Quelles sont les priorités actuelles et les orientations stratégiques majeures pour l’éducation en Côte d’Ivoire ?
Les priorités actuelles et futures reposent sur quatre axes fondamentaux. D’abord, il s’agit d’améliorer l’accès à l’éducation et de renforcer l’équité. Cela passe notamment par l’extension de la scolarisation obligatoire jusqu’à 16 ans, la réduction des disparités régionales et de genre, ainsi qu’un effort particulier en faveur des zones rurales et des populations les plus vulnérables. Ensuite, la qualité de l’enseignement constitue un enjeu central. Cela implique une révision des curricula, une professionnalisation accrue des enseignants, l’adoption de pédagogies actives, et l’introduction progressive du numérique éducatif. Par ailleurs, une réforme de la gouvernance éducative est en cours, visant une décentralisation progressive de la gestion des établissements, une autonomisation des directions régionales et une meilleure coordination entre les différents secteurs concernés. Enfin, pour mieux aligner l’école avec les besoins du marché du travail, des efforts sont déployés en matière d’adéquation formation-emploi, notamment à travers le renforcement de l’enseignement technique et professionnel, la promotion de l’entrepreneuriat scolaire et une implication croissante du secteur privé. Sur les cinq prochaines années, l’orientation majeure consistera à bâtir un système éducatif inclusif, résilient, et résolument tourné vers les compétences du XXIe siècle, en lien avec les ambitions nationales d’industrialisation, la transition numérique et les dynamiques démographiques.

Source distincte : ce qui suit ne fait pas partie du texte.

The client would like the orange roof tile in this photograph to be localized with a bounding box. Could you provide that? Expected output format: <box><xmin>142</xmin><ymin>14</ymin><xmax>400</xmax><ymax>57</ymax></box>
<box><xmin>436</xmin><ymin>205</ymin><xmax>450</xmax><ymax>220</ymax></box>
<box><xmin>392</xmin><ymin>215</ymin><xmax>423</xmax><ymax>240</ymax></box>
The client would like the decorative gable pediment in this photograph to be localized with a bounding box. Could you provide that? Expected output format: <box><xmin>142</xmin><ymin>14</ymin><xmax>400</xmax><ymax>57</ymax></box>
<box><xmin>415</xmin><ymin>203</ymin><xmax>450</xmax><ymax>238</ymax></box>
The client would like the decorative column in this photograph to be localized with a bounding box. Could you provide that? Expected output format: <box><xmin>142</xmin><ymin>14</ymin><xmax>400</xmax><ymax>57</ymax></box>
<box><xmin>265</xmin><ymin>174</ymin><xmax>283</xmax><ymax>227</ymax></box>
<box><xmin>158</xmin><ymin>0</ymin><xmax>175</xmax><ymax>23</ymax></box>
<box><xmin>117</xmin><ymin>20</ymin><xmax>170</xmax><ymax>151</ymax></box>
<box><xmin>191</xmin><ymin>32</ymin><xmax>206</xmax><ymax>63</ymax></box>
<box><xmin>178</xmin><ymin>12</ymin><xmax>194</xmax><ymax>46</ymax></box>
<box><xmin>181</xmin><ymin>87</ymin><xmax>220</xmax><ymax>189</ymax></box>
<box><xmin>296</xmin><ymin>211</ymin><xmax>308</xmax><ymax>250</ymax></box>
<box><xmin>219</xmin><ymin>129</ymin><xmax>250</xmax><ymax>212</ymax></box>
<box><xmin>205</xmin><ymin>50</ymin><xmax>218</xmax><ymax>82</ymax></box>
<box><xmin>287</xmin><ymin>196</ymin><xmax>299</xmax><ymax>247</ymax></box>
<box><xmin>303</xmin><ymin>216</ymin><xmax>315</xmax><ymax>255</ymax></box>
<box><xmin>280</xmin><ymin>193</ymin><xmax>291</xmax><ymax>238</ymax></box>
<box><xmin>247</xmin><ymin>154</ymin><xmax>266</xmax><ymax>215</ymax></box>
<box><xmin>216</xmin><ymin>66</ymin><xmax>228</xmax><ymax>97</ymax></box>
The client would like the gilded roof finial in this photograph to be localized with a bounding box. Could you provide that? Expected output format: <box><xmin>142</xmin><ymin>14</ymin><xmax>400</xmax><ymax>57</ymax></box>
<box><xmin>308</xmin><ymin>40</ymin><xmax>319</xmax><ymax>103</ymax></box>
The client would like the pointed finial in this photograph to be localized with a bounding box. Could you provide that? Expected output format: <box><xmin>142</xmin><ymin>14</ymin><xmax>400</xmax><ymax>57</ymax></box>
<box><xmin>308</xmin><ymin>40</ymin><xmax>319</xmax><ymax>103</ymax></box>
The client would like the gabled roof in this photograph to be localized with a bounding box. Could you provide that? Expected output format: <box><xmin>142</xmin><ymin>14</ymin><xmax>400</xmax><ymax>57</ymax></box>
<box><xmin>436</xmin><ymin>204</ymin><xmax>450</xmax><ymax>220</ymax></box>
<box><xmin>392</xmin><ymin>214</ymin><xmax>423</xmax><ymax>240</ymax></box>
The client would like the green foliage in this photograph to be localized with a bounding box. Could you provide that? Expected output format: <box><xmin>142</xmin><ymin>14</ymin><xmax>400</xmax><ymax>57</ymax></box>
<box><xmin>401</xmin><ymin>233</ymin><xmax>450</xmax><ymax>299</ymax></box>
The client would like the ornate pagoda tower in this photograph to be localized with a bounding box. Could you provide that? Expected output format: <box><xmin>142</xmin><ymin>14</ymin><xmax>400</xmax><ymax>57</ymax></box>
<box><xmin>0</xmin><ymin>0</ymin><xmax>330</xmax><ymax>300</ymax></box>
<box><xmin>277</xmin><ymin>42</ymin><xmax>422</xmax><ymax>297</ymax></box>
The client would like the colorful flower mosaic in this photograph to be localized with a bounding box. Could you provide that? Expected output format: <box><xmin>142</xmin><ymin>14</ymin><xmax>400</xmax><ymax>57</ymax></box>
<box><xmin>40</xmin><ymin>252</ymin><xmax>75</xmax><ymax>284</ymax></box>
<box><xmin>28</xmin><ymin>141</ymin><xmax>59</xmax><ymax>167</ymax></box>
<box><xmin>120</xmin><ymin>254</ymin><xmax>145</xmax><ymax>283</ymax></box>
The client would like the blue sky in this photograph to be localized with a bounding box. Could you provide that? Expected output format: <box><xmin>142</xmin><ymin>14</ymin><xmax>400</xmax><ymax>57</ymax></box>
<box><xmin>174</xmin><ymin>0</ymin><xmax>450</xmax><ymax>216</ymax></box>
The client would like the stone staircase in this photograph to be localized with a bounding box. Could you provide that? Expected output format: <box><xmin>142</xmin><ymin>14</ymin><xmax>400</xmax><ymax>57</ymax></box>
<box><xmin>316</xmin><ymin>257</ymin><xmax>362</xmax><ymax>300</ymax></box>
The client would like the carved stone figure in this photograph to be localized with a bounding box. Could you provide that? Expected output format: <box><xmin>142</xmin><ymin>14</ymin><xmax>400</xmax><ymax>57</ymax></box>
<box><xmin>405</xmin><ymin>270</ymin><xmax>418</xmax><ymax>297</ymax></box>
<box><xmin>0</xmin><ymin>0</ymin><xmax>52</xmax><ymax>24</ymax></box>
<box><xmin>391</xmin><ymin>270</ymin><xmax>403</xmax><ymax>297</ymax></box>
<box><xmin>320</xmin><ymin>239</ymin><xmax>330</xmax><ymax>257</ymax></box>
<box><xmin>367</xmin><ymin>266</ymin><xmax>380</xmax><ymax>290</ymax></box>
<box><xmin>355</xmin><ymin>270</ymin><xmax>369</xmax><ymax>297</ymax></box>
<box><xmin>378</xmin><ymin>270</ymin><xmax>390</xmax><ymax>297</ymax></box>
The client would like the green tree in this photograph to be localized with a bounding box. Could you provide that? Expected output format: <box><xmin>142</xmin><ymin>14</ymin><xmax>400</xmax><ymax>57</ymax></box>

Quelles sont les réformes éducatives les plus importantes en cours ? Quels résultats observe-t-on ?
Plusieurs réformes majeures sont actuellement en œuvre. Tout d’abord, l’instauration de la scolarité obligatoire jusqu’à 16 ans, vise à réduire l’abandon scolaire précoce. On observe déjà une hausse modérée du taux de scolarisation au niveau du collège, même si les besoins en infrastructures restent non négligeables. La réforme du baccalauréat, ensuite, a introduit la digitalisation, l’anonymisation des copies et un renforcement de la transparence. Ces changements ont permis de restaurer la confiance du public dans le système et d’assurer une meilleure sécurisation du processus. Par ailleurs, le plan de développement de l’enseignement technique et professionnel ambitionne de doubler les effectifs d’ici 2030. À ce jour, on note une augmentation du nombre d’établissements ainsi que l’intégration de modules d’entrepreneuriat dans les programmes. Enfin, le projet d’éducation numérique a pour but le déploiement de classes connectées et d’outils pédagogiques digitaux. Cependant, les résultats demeurent limités en raison de la faible connectivité, en particulier en milieu rural.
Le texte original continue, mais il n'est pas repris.